Most data centers are air cooled at the present time, utilizing outside air to be sucked inside a cooling system in order to drop it to temperatures of under 35°C.

Traditionally, the cooling system utilizes the vanishing method, or also known as marsh cooling. But to do that, it still requires a ton of water simultaneously.

This liquid bath tub method not only can lessen the amount of electricity needed for servers to be cooled, as it can also lessen the required amount of water.

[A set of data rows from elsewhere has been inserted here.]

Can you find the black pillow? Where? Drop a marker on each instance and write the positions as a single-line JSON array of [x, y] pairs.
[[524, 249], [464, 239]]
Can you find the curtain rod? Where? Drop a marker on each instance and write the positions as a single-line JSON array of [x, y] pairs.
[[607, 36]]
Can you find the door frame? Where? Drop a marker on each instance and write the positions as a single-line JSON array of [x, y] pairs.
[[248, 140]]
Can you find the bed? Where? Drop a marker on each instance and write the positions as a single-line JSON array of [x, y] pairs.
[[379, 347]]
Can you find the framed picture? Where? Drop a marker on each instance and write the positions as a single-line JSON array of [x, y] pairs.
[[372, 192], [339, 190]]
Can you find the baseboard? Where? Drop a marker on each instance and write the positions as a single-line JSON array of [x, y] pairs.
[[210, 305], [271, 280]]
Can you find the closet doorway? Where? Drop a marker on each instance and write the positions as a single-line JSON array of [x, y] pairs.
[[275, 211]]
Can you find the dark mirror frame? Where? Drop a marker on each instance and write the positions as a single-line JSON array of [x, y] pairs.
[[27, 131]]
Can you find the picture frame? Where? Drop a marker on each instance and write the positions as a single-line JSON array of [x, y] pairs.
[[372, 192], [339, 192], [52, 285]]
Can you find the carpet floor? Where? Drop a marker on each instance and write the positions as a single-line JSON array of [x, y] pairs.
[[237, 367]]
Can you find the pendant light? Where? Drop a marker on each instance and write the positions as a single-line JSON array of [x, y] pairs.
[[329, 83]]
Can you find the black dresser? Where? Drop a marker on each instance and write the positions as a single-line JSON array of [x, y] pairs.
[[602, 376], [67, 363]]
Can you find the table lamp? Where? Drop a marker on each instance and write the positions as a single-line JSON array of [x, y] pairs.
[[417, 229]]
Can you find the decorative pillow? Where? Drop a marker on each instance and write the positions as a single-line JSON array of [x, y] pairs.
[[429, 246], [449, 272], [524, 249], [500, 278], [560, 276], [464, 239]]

“It potentially will eliminate the need for water consumption in data centers, so that’s a really important thing for us,” said Belady. “It’s really all about driving less and lower impact for wherever we land.”

“Our goal is to get to zero water usage,” added Belady. “That’s our metric, so that’s what we’re working towards.”

This should work towards Microsoft's goal, which pledges to replenish much more water than it utilizes for its worldwide activities by 2030.

Another advantage of using this liquid coolant, is allowing Microsoft to put the servers more tightly together. Traditionally, servers need a certain amount of space between them when they are air-cooled. But using this liquid bath and shower method, Microsoft can pack the servers closer together, saving much space.

The cooling method essentially floods the servers inside a special liquid, and allows the liquid to boil as it cools the components. (Credit: Microsoft)

While trialing this method, Microsoft is studying the reliability implications of this cooling system, and and what types of burst workloads it could even help with for cloud and AI demand.

“We expect much better reliability. Our work with the Project Natick program a few years back really demonstrated the importance of eliminating humidity and oxygen from an environment,” explained Belady.

After seeing success with Project Natick, and Microsoft had only one-eighth the disappointment pace of a land-based server farm, Belady is looking forward for this system.

“What we’re expecting with immersion is a similar trend, because the fluid displaces the oxygen and the humidity, and both of those create corrosion […] and those are the things that create failure in our systems,” said Belady.

Initially, Microsoft trials this with a small internal production workload, with plans to use it more broadly in the future.

“It’s in a small data center, and we’re looking at one rack’s worth,” said Belady. “We have a whole phased approach, and our next phase is pretty soon with multiple racks.”

According to Microsoft, the company is not the first to employ this particular cooling method: cryptocurrency miners have already been using immersion cooling for some time.

But this time, the same method is applied to Microsoft, a cloud server provider.

Previously, Microsoft has also experimented with using hydrogen fuel cells to power its data center.